1941.İkinci Dünya Savaşı patlamıştı.
"Barbarossa Harekatı"başladı, Sovyetler Birliği'nin Nazi Almanyası tarafından işgal edilme planının kod adı'ydı.
Alman donanmasını Karadeniz'e geçirmek istiyorlardı ama karşılarında “Türk kilidi” vardı… Sadece beş yıl önce imzalanan Montrö Sözleşmesi nedeniyle Çanakkale ve İstanbul boğazlarından savaş gemisi geçirebilmeleri mümkün değildi.
Hitler, Türk hükümetine “hile” teklif etti.
“Atılay, Saldıray, Yıldıray denizaltılarınızı bize satın” dedi.

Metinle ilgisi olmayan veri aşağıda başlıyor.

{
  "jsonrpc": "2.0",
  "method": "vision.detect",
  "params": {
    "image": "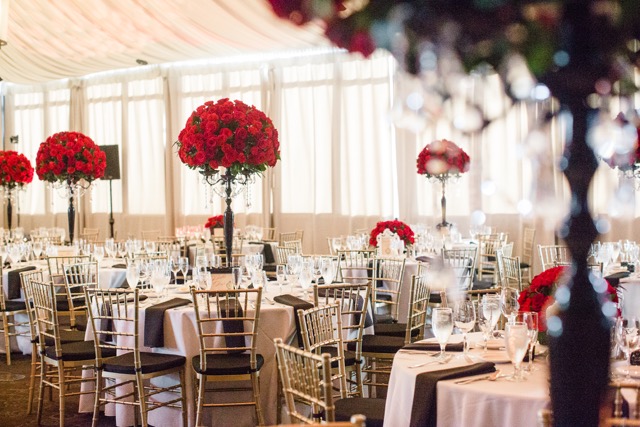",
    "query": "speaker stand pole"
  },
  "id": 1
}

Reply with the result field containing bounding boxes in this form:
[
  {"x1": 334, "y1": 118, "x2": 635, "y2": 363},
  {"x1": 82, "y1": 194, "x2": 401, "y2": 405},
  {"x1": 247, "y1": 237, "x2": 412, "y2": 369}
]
[{"x1": 109, "y1": 179, "x2": 116, "y2": 239}]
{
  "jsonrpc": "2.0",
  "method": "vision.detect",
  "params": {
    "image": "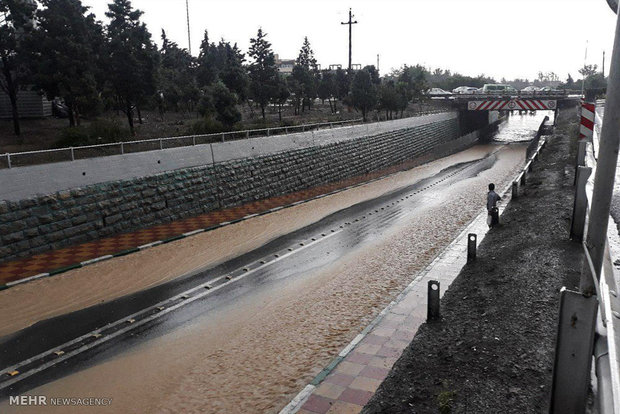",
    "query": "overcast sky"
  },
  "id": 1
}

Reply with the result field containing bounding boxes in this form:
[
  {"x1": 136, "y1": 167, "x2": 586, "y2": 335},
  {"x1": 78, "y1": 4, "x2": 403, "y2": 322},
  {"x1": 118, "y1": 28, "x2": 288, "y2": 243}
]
[{"x1": 83, "y1": 0, "x2": 616, "y2": 80}]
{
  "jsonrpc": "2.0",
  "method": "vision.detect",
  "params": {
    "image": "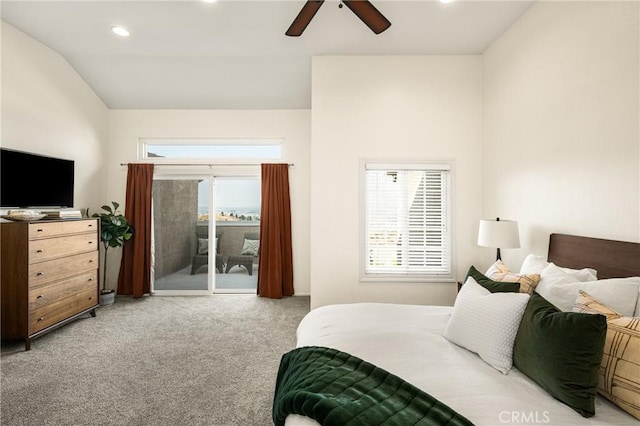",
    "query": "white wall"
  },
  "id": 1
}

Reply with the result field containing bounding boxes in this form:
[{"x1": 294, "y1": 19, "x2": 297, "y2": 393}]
[
  {"x1": 310, "y1": 56, "x2": 482, "y2": 308},
  {"x1": 107, "y1": 110, "x2": 311, "y2": 295},
  {"x1": 1, "y1": 22, "x2": 108, "y2": 211},
  {"x1": 483, "y1": 2, "x2": 640, "y2": 268}
]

Bizim denizaltıları Alman mürettebatla Karadeniz'e salacaktı.
Reddedildi ..
Bunun üzerine, Hitler düşündü taşındı, Fatih Sultan Mehmet'in karadan yürüterek Haliç'e kadırga indirmesi gibi, Avrupa'yı boydan boya yürüterek, Karadeniz'e denizaltı indirmeye karar verdi!
Efsanevi U-Bot'ların dizaynında değişiklik yaptılar, Tip2 adıyla, daha küçük, daha hafif, 42 metre boyunda, 4 metre eninde, 270 ton ağırlığında, altı adet özel denizaltı ürettiler.
U9, U18, U19, U20, U23, U24 adlarını verdiler.
Nakliyesi bile sıradışı mühendislik istiyordu.
Denizaltıları tek parça halinde taşımak imkansızdı.
Söktüler, parçalara ayırdılar.
Hamburg'tan römorkörlerin çekeceği özel dubalara yüklediler.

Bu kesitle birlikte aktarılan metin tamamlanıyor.